Rosen: Highly likely. There is a lot of data on biosimilars in the E.U., and based on guidelines, companies can use E.U. data. That’s a big deal. This means that companies can use the data to bridge to additional data that may be required for US approval. The ability to use data from approvals in the E.U. offers companies marketing biosimilars outside of the U.S. the opportunity to leverage the clinical data and analytics.
6) Where are we with respect to naming conventions for biosimilars? And why is this a contentious issue?
Rosen: Naming of biosimilars has also been a big deal. The question is: “How do I know which product it is if two products have the same non-proprietary name?” In this case, it’s going to be harder to track what’s going on, and if safety issues emerge, then it could complicate the clinical situation.

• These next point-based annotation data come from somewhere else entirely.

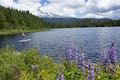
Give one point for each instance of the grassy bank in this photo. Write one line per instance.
(30, 65)
(11, 32)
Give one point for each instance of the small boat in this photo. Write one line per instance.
(24, 40)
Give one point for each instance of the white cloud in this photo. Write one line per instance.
(69, 8)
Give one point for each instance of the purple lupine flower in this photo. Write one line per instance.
(91, 75)
(112, 54)
(71, 52)
(80, 61)
(103, 58)
(60, 77)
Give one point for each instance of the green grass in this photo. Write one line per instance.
(18, 31)
(16, 65)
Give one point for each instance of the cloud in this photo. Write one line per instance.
(68, 8)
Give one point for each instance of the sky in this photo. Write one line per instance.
(68, 8)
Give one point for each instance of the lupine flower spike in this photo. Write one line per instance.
(103, 58)
(112, 54)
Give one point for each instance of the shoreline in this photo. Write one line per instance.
(13, 32)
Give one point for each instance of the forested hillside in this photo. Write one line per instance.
(13, 19)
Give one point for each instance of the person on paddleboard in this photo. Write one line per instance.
(23, 35)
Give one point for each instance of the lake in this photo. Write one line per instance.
(53, 42)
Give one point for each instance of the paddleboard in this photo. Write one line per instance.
(24, 40)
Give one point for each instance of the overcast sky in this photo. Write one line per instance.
(69, 8)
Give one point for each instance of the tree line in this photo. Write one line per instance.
(14, 19)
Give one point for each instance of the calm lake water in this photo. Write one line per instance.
(54, 42)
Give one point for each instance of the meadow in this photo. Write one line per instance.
(30, 65)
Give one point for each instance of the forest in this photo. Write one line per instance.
(11, 19)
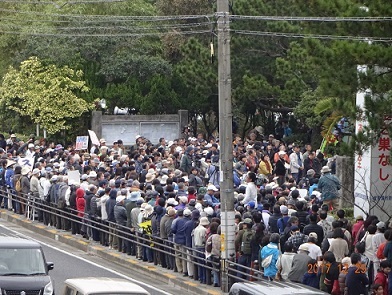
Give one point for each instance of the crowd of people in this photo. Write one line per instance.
(161, 203)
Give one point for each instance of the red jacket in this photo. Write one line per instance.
(382, 279)
(356, 229)
(80, 201)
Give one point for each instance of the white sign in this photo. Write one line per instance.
(81, 143)
(29, 162)
(73, 177)
(373, 173)
(94, 138)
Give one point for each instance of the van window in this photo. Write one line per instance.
(22, 261)
(69, 291)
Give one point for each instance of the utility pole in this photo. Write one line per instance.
(226, 142)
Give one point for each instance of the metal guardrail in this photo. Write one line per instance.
(161, 249)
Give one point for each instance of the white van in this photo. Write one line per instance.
(102, 286)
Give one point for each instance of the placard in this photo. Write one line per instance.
(73, 177)
(29, 162)
(94, 138)
(81, 143)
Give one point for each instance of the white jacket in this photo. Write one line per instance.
(294, 167)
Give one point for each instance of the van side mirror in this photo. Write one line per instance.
(50, 265)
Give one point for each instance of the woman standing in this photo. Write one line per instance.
(213, 246)
(338, 245)
(269, 257)
(265, 167)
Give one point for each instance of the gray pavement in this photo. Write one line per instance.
(153, 272)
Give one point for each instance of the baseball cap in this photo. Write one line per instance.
(313, 235)
(284, 209)
(212, 187)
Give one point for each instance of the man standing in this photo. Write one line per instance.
(329, 185)
(251, 189)
(187, 160)
(199, 241)
(300, 264)
(178, 229)
(356, 279)
(296, 163)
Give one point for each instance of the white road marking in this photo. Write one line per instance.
(85, 260)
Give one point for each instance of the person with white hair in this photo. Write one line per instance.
(329, 185)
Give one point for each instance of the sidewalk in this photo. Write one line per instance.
(163, 275)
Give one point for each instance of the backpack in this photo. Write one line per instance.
(282, 221)
(61, 191)
(380, 251)
(245, 242)
(2, 178)
(18, 184)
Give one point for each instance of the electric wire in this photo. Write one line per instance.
(312, 36)
(71, 35)
(312, 19)
(62, 3)
(89, 17)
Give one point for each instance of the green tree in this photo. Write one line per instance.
(45, 93)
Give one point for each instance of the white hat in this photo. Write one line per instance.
(187, 212)
(183, 199)
(209, 211)
(120, 198)
(164, 179)
(212, 187)
(150, 177)
(25, 170)
(148, 209)
(172, 201)
(92, 174)
(204, 221)
(313, 235)
(304, 247)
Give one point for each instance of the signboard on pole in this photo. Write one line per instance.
(81, 143)
(73, 177)
(29, 162)
(94, 138)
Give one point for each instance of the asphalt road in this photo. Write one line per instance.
(73, 263)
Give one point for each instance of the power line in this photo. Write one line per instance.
(71, 35)
(89, 17)
(313, 36)
(61, 4)
(312, 19)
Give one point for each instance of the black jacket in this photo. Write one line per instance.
(273, 222)
(314, 227)
(110, 203)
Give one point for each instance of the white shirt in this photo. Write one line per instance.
(250, 193)
(284, 264)
(104, 214)
(199, 236)
(314, 251)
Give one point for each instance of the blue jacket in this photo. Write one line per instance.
(189, 226)
(9, 173)
(270, 249)
(329, 185)
(211, 200)
(178, 229)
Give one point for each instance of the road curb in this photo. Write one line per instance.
(147, 269)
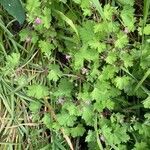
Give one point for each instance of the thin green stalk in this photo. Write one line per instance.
(97, 134)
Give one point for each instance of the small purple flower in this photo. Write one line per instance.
(38, 21)
(126, 30)
(68, 57)
(84, 70)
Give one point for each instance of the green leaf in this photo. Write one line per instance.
(146, 30)
(115, 136)
(65, 119)
(146, 102)
(127, 2)
(88, 115)
(72, 108)
(13, 60)
(141, 146)
(37, 91)
(108, 72)
(15, 9)
(68, 21)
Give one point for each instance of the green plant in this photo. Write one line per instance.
(82, 74)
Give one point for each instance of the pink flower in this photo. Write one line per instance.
(84, 70)
(68, 57)
(126, 30)
(38, 21)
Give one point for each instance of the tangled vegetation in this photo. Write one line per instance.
(75, 75)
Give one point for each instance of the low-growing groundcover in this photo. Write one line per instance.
(76, 76)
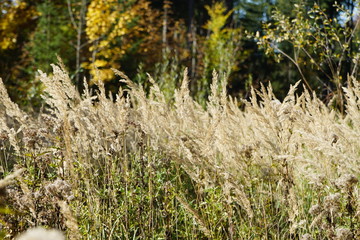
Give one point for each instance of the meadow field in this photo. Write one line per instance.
(140, 166)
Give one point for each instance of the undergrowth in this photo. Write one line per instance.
(141, 167)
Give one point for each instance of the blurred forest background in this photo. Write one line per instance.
(248, 41)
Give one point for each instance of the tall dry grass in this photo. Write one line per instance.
(139, 166)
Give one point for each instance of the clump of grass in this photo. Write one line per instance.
(137, 166)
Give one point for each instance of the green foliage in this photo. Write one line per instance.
(321, 48)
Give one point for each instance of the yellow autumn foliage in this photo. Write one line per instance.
(13, 16)
(113, 27)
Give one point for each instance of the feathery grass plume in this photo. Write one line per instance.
(70, 220)
(41, 233)
(275, 168)
(10, 178)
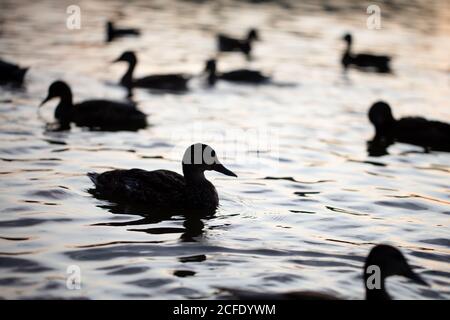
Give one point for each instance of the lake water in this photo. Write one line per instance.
(309, 202)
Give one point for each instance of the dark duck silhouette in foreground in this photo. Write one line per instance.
(11, 73)
(388, 259)
(431, 135)
(244, 76)
(166, 82)
(229, 44)
(113, 32)
(95, 114)
(163, 189)
(364, 61)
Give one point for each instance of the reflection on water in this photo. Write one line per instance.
(302, 218)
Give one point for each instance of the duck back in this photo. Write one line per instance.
(169, 82)
(11, 73)
(422, 132)
(243, 75)
(108, 115)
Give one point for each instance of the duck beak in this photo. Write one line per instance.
(415, 277)
(220, 168)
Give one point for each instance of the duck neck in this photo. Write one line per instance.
(193, 175)
(212, 76)
(63, 112)
(375, 288)
(348, 48)
(127, 79)
(385, 129)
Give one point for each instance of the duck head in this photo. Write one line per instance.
(109, 31)
(348, 39)
(199, 158)
(380, 115)
(390, 262)
(127, 56)
(253, 35)
(59, 89)
(210, 69)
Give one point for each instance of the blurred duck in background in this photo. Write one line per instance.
(164, 190)
(165, 82)
(103, 115)
(388, 259)
(364, 61)
(11, 73)
(113, 32)
(243, 76)
(431, 135)
(229, 44)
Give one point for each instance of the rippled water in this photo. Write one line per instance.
(309, 202)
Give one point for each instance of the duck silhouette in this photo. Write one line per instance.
(226, 43)
(365, 61)
(431, 135)
(388, 259)
(243, 76)
(11, 73)
(113, 32)
(95, 114)
(163, 189)
(165, 82)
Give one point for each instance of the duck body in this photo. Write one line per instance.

Several key ideas about naming have been put forth, including having completely separate names for the products; having the same name or maintaining the naming convention that FDA is currently using, i.e., adding a company suffix designation to the non-proprietary name.
7) What’s the ulimate takeaway from all this?
Rosen: In the end, it’s about what’s best for patients and for public health. Public health, safety and efficacy has to come first. Biologics are used to treat patients that often have more serious diseases. And if a biosimilar drug does not work as well as the innovator product, there might not be another chance to adequately treat the person’s illness.
We want to be sure that these biosimilar products are achieving their intended therapeutic effect and are as safe and effective as the innovator biologics.